Member of the Texas House of Representatives from the 22-6 district
- In office January 14, 1969 – January 12, 1971
- Preceded by: J. E. Johnson
- Succeeded by: Will Lee

Member of the Texas House of Representatives from the 22-5 district
- In office January 12, 1971 – January 9, 1973
- Preceded by: Bill Archer
- Succeeded by: District eliminated

Personal details
- Born: James Bradshaw Earthman III September 21, 1934 Houston, Texas, U.S.
- Died: November 28, 2024 (aged 90) Galveston, Texas, U.S.
- Party: Republican
- Alma mater: University of Texas at Austin South Texas College of Law Houston

= Jim Earthman =

American politician (1934–2024)

James Bradshaw Earthman III (September 21, 1934 – November 28, 2024) was an American politician.
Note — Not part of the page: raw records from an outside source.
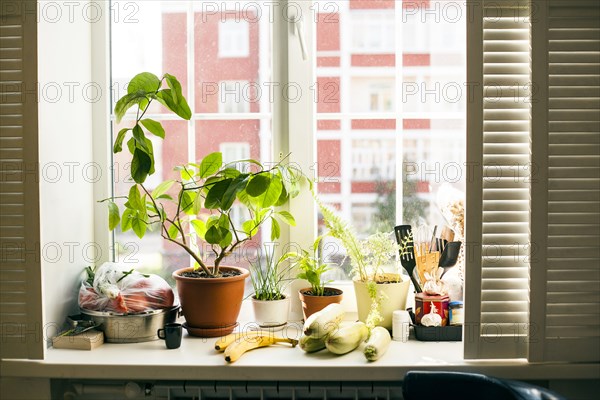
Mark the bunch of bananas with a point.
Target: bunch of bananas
(236, 344)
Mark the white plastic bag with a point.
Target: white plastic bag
(121, 289)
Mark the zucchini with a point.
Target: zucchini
(346, 339)
(378, 343)
(311, 345)
(322, 323)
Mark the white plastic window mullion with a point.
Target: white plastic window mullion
(191, 78)
(191, 96)
(301, 125)
(345, 120)
(399, 134)
(101, 128)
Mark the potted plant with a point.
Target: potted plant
(311, 268)
(378, 293)
(271, 305)
(197, 208)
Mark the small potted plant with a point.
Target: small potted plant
(271, 305)
(311, 268)
(378, 292)
(196, 209)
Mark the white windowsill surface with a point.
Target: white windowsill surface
(196, 359)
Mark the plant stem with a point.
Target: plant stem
(165, 235)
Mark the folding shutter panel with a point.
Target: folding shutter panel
(565, 281)
(20, 275)
(498, 157)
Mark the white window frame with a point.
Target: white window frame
(232, 97)
(234, 38)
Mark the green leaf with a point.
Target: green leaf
(210, 164)
(224, 221)
(140, 139)
(212, 221)
(135, 198)
(275, 229)
(118, 146)
(113, 215)
(227, 239)
(175, 86)
(128, 101)
(250, 228)
(199, 227)
(258, 185)
(154, 127)
(230, 173)
(173, 232)
(197, 203)
(283, 197)
(144, 81)
(214, 197)
(139, 226)
(213, 235)
(245, 199)
(181, 108)
(162, 188)
(187, 202)
(231, 193)
(287, 218)
(186, 174)
(141, 164)
(126, 220)
(270, 196)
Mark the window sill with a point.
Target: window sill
(197, 360)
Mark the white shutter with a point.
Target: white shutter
(20, 275)
(498, 158)
(565, 282)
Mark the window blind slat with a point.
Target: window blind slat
(565, 288)
(500, 196)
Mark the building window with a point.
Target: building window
(373, 31)
(234, 40)
(373, 160)
(233, 151)
(234, 97)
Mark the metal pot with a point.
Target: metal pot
(131, 328)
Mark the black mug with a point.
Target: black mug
(171, 334)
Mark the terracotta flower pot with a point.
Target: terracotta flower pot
(311, 304)
(211, 305)
(395, 294)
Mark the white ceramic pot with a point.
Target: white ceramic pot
(271, 313)
(395, 295)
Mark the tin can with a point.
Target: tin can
(457, 315)
(423, 304)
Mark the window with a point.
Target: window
(196, 44)
(234, 97)
(367, 135)
(373, 31)
(234, 40)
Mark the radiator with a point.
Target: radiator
(194, 390)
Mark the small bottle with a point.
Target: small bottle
(457, 315)
(400, 325)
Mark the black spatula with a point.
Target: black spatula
(408, 258)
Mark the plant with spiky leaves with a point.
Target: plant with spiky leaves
(208, 185)
(368, 257)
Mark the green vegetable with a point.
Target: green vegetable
(346, 339)
(378, 343)
(311, 345)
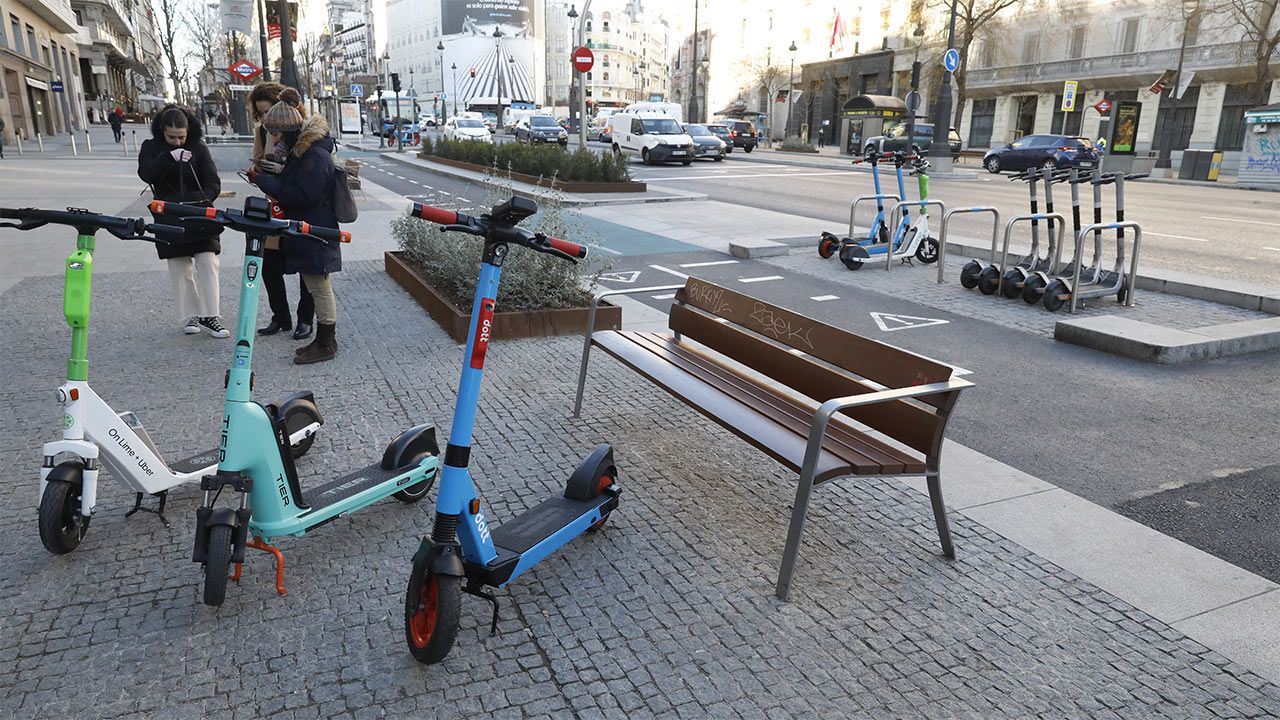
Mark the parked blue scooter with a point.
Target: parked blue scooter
(465, 543)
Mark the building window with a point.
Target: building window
(1129, 36)
(981, 122)
(1078, 42)
(1230, 124)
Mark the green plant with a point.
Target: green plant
(539, 160)
(530, 281)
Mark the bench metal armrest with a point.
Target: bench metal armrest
(590, 328)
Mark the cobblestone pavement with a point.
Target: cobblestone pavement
(668, 611)
(1156, 308)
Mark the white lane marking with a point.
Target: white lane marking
(904, 322)
(677, 273)
(1176, 236)
(708, 264)
(1239, 220)
(750, 176)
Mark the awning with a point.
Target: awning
(874, 106)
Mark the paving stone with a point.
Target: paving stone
(667, 613)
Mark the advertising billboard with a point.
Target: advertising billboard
(489, 64)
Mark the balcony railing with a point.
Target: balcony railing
(1124, 64)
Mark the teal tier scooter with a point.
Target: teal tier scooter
(95, 434)
(465, 542)
(255, 459)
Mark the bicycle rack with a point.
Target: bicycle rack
(942, 232)
(1129, 282)
(853, 208)
(1009, 231)
(892, 223)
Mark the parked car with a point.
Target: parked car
(705, 144)
(653, 137)
(540, 128)
(741, 133)
(1042, 150)
(466, 128)
(895, 140)
(721, 131)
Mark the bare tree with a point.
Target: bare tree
(972, 16)
(169, 22)
(1260, 23)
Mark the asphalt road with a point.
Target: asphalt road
(1118, 432)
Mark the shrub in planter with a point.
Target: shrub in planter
(530, 281)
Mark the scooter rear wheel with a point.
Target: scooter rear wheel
(433, 605)
(218, 564)
(59, 518)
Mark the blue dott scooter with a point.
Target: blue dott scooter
(828, 244)
(255, 460)
(465, 545)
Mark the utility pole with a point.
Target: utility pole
(693, 91)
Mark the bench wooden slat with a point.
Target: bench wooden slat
(874, 360)
(906, 423)
(865, 455)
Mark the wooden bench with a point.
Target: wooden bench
(804, 392)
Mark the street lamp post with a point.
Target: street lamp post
(940, 150)
(791, 89)
(439, 110)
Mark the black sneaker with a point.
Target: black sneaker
(214, 326)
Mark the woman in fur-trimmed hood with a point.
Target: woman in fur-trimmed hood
(304, 188)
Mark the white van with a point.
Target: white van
(654, 137)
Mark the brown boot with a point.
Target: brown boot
(321, 349)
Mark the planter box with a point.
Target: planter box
(506, 326)
(629, 186)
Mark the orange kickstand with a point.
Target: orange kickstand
(257, 543)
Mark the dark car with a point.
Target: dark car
(705, 142)
(540, 128)
(722, 132)
(896, 140)
(741, 133)
(1045, 151)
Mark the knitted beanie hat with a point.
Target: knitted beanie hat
(284, 117)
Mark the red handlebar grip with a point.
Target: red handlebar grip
(567, 247)
(434, 214)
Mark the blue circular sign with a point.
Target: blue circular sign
(951, 59)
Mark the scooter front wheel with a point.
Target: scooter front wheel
(433, 605)
(218, 564)
(60, 528)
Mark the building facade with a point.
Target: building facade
(40, 83)
(1115, 51)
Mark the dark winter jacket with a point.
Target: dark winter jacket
(305, 192)
(193, 182)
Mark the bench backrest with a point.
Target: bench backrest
(801, 355)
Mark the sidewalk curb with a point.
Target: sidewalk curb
(568, 200)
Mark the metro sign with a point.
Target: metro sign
(245, 69)
(583, 59)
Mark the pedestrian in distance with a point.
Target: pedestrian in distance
(178, 167)
(261, 99)
(117, 121)
(305, 191)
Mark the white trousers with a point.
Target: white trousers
(196, 291)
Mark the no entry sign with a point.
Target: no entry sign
(583, 59)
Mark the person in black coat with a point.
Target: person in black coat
(304, 190)
(178, 167)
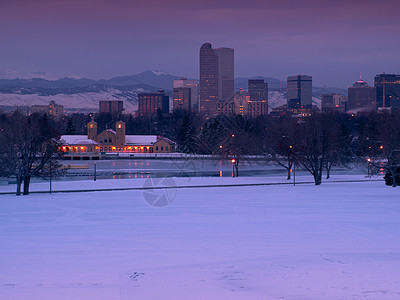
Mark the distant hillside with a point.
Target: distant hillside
(83, 93)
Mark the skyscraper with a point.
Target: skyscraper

A member of the Republican Party, he served in the Texas House of Representatives from 1969 to 1973.

== Life and career ==
Earthman was born in Houston, Texas, the son of James Bradshaw Earthman II and Blanche Oneita Bastien. He attended the University of Texas at Austin, earning his BBA degree in banking and finance. He then attended South Texas College of Law Houston, earning his Juris Doctor degree.

Earthman served in the Texas House of Representatives from 1969 to 1973.

== Death ==
Earthman died on November 28, 2024 in Galveston, Texas, at the age of 90.